As many of you are probably aware, the Better Apartments Design Standards were recently brought in. This put the brakes on what our State Planning Minister Richard Wynne memorably described as ‘dog box’ apartments. And I, for one, am happy about that.
Like Richard Wynne, I believe that a bedroom should comfortably fit a bed, and that light and ventilation aren’t luxuries. Sadly, this hasn’t been the case with many of the new high-rise apartments in Melbourne’s CBD.
So, how can we ensure that the needs of future residents are better met? And how can we create places that add lasting value to their surrounds? The answer, in my opinion, lies in taking a human-centred design approach to development.
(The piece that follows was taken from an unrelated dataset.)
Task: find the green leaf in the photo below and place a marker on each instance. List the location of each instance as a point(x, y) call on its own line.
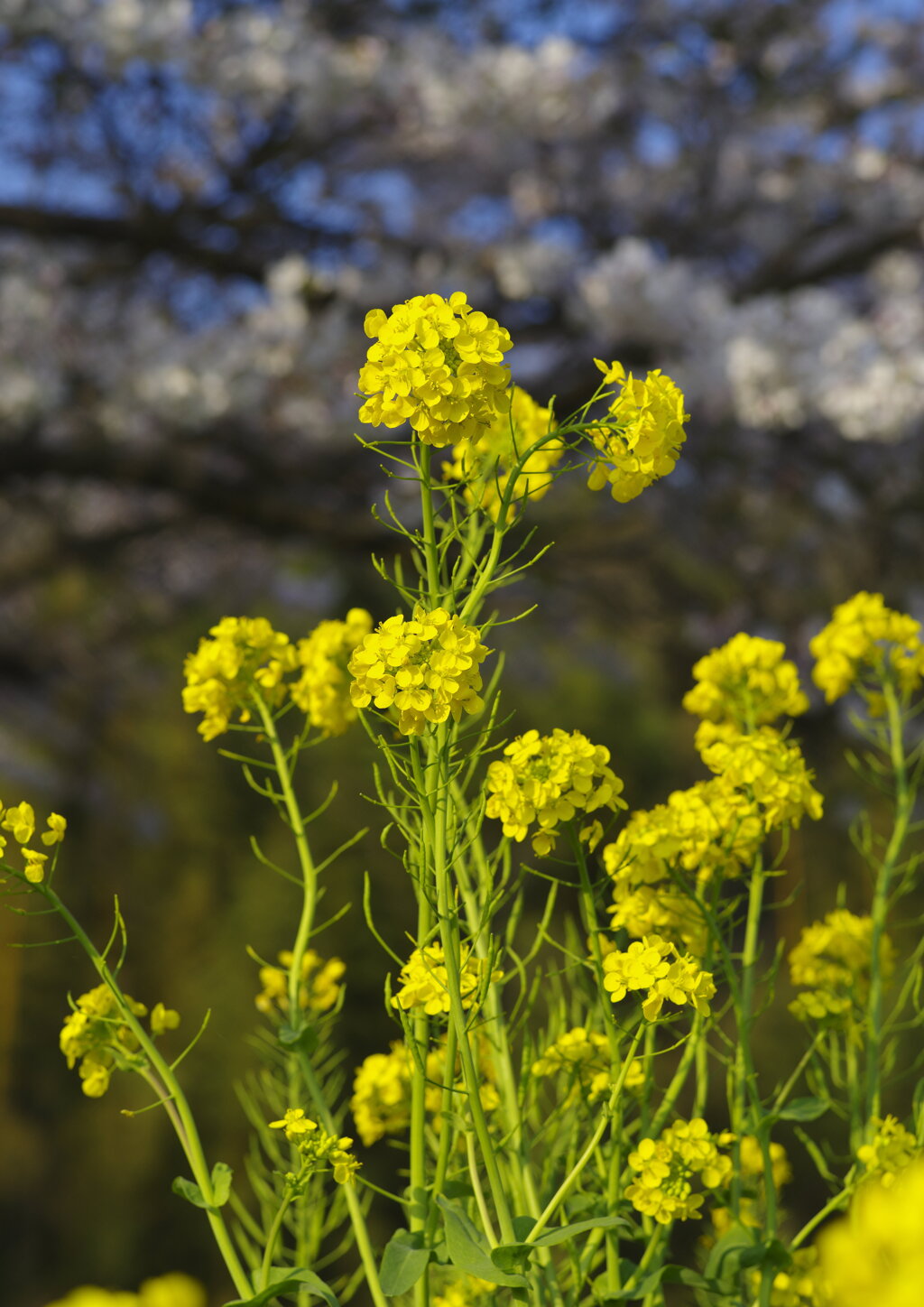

It’s fair to say that human-centred design (or HCD) is currently in the spotlight. Many global companies – ING and Airbnb among them – are using it to create deeper connections and more meaningful engagement with their customers.
But what exactly is HCD then? And how can we apply it to our professional practices and our lives?
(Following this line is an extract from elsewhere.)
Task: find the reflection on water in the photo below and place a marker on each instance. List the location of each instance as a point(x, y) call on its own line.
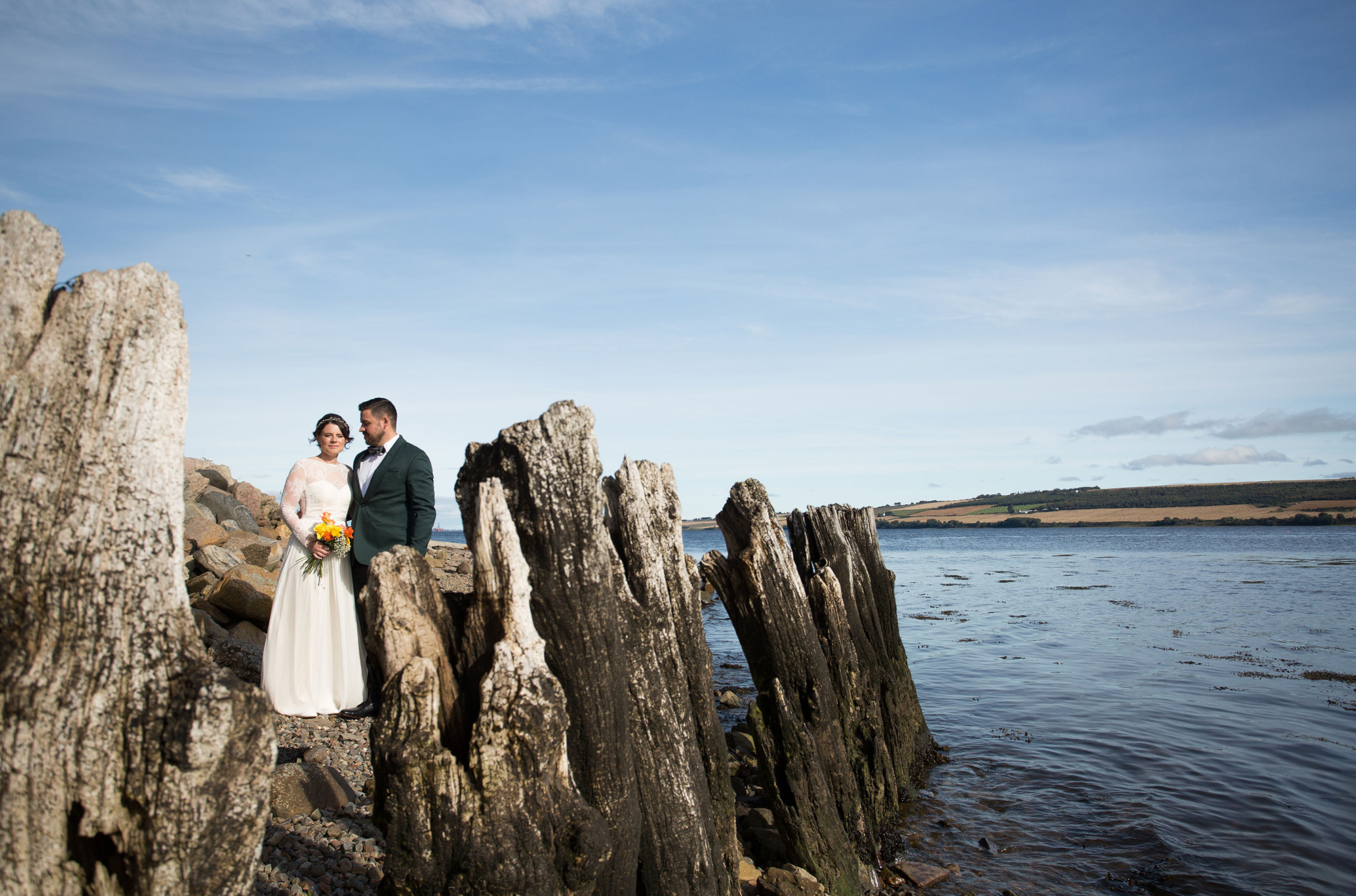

When you strip everything away and get to the heart of things, HCD is about putting people first. That is, placing people at the centre of the design process – right from the start – rather than fitting them in later. It’s that simple. And that pure.
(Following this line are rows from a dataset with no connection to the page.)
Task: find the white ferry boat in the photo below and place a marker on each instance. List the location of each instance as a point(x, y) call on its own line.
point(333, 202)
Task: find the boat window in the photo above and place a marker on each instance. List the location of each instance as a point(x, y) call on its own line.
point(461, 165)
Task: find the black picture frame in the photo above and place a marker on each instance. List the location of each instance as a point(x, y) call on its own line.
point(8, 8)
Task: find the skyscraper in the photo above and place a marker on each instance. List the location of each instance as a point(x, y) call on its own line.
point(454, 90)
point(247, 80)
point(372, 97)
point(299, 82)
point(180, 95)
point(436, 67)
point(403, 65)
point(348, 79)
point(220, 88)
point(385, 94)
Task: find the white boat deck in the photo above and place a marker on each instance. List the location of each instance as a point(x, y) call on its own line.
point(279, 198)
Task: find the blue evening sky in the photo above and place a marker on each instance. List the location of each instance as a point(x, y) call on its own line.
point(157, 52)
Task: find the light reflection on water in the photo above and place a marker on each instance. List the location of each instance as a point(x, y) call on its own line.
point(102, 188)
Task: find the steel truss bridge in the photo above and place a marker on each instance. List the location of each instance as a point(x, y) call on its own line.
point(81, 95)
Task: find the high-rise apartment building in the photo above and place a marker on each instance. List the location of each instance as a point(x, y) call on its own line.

I was discussing this idea with a work colleague recently, and she framed it perfectly:
“human-centred design is the discipline of putting yourself in someone else’s shoes. It’s all about empathy”. Bravo.
Because once you start thinking like that, you start creating with people rather than for them. And you bring the all-important human perspective to the design process.
So to put that into context, the majority of ‘Richard Wynne’s dog boxes’ were designed with scant consideration to people and their needs. Alarmingly, a recent study by buyers’ advocate group Secret Agent bore this out. It found that out of 3000 new apartments surveyed in inner Melbourne, only nine passed the minimum requirements set by the new standards.
Only nine apartments. I’ll let that sink in for a moment.
I passionately believe that human-centred design can positively inform the marketing approach for property developments. And that by immersing ourselves in the lives of the purchasers and understanding their needs and wants, we can create a much deeper connection.
This means working in a new way – and jettisoning assumptions, clichés, template strategies and outdated design principles that don’t truly resonate with people. It also means engaging developers, purchasers and communities right from the start.
In my view, handled sensitively and by involving people throughout the process, a human-centred design approach benefits developers and future residents alike. And that is a win-win.